Fue así que, aunque ambos personajes históricos no eran compañeros en el aula, convivieron como pupilos, se llevaban cuatro años de edad. “Hay una leyenda popular que dice que se encontraron en un concurso por ser la primera voz del coro de los salesianos. Siempre fueron una congregación que utilizó el arte para la evangelización, y el canto era muy importante. De hecho, el primer órgano que llegó a la Argentina es de los salesianos. En esa competencia no ganó Gardel, sino Ceferino”.
En el colegio hay anotaciones de los boletines del patagónico hablan de su carácter dócil y afable. “Una vez leí que sonreía, o que acariciaba con los ojos; era muy cálido. Nació 1886, y cuando llegó era muy chico y tenía muy buenas notas, era un estudiante aplicado”, relata Sturla.
Pero desde ahí, se bifurca la historia, porque Ceferino intenta llevar adelante una vida en la fe: quería ser sacerdote. Como desde niño padecía tuberculosis, lo llevan a Roma porque creían que el clima lo ayudaría. Además, había una necesidad política de mostrar cómo este avance de los salesianos en la evangelización había logrado la conversión del hijo de un cacique a la fe católica.

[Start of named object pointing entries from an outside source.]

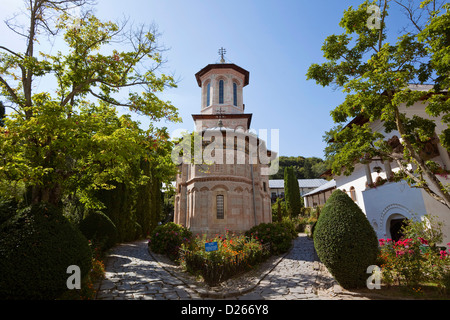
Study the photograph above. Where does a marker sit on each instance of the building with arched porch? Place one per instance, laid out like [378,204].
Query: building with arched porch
[385,202]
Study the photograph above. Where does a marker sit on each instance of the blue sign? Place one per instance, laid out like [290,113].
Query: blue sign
[211,246]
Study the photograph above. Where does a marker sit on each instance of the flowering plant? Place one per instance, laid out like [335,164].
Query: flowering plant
[234,254]
[416,258]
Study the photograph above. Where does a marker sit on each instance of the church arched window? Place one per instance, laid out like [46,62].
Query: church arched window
[208,94]
[220,206]
[221,91]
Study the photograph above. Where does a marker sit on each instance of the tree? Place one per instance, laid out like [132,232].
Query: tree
[2,114]
[304,168]
[376,77]
[72,140]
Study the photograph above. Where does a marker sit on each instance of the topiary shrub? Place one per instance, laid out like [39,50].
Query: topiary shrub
[37,246]
[98,228]
[168,238]
[345,241]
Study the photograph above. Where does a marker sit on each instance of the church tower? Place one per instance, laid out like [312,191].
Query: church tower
[229,190]
[222,97]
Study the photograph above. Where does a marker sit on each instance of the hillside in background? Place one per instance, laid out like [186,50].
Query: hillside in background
[304,168]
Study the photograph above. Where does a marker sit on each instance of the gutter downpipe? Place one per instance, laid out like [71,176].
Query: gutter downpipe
[253,187]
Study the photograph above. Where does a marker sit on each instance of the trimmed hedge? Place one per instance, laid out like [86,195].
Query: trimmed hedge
[37,246]
[345,241]
[98,228]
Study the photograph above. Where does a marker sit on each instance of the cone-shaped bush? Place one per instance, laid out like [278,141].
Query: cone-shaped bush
[345,241]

Las cartas de Ceferino a su padre
Pegado al colegio está uno de los grandes archivos de los salesianos, donde se conservan las cartas de Ceferino Namuncurá a su padre y a otros sacerdotes, con los que había entablado amistad. En ellas se lo lee hablando en privado de lo bien que se sentía en el trato con los salesianos, de lo mucho que le gustaba estar allí.
“Se descubre a un joven con una piedad y una visión de lo sagrado que cuesta entender desde la perspectiva actual. Nuestra mirada de hoy dice que el cristianismo vino y sacudió a los pueblos originarios, impuso su cultura, los violentó. Eso es cierto que pasó, en parte, no fue particularmente lo que hicieron los salesianos, pero pasó. Sin embargo, al leer a Ceferino, él no tiene esa mirada”, describe el historiador y profesor.

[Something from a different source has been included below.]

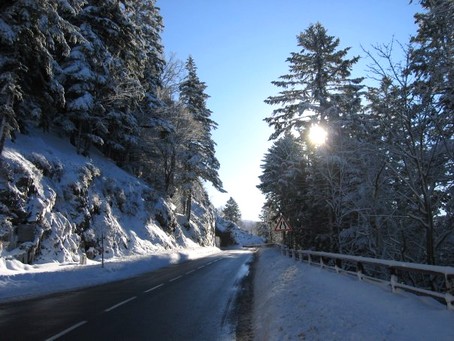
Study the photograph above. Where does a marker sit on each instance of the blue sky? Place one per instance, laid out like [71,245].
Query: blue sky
[240,47]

En esas hojas amarillas, que Flavio Sturla leyó, el beato dice que no ve la hora de ser ordenado sacerdote, porque quiere llevar el Evangelio a su pueblo.
“No lo vivía como imposición. Quería ser aspirante en Viedma, quería ser sacerdote, pero lo llevaron a Europa para que conociera al Papa. Dicen que Pío XII lo recibió. Quería ser útil a su pueblo; estudiar era una posibilidad de ser intérprete entre la cultura del winka, el blanco, y la originaria a la que pertenecía. Pero lo escribía desde el corazón: fue ganado realmente por la fe”.
En ese viaje a Roma, a los 19 años se termina de formar y luego muere, años después repatrian sus restos.
Voces que se cruzaron
Hoy en día los dormitorios donde vivían los pupilos son talleres. Allí Ceferino se quedaba todo el año; y en vacaciones volvía con su familia. El historiador cuenta que tenían una disciplina que, a los ojos de hoy, era casi monástica: se levantaban a las seis de la mañana, iban a misa, desayunaban, tenían clase, recreo, volvían a misa.

Hoy, más de un siglo después, esos pasillos de Almagro todavía guardan el eco de las voces que se cruzaron. Gardel, con el destino de convertirse en el “Zorzal Criollo”, símbolo eterno del tango y de la nostalgia argentina; y Ceferino, el “lirio de la Patagonia”, que aún espera la canonización como el primer santo mapuche. Desde orígenes tan distintos, dejaron en el mismo colegio una huella que se transformó en mito. Y quizás por eso, los gardelianos todavía repiten una frase que mezcla fe y leyenda: “Para cantar mejor que Gardel, hay que ser santo”.

El eco de los pasos se multiplica en los pasillos del Colegio Pío IX de Almagro. Ese edificio gigante de Buenos Aires, con talleres de herrería y carpintería, entre la disciplina férrea de los salesianos y las oraciones de madrugada, fue el lugar donde vivieron como pupilos Carlos Gardel y Ceferino Namuncurá. Uno llegó desde el puerto, otro, de las tolderías de Chimpay, en la Patagonia. Y sus orígenes lejanos se cruzaron en un mismo proceso histórico, en el que estudiaron y hasta cantaron a coro en un concurso, con un resultado bendito.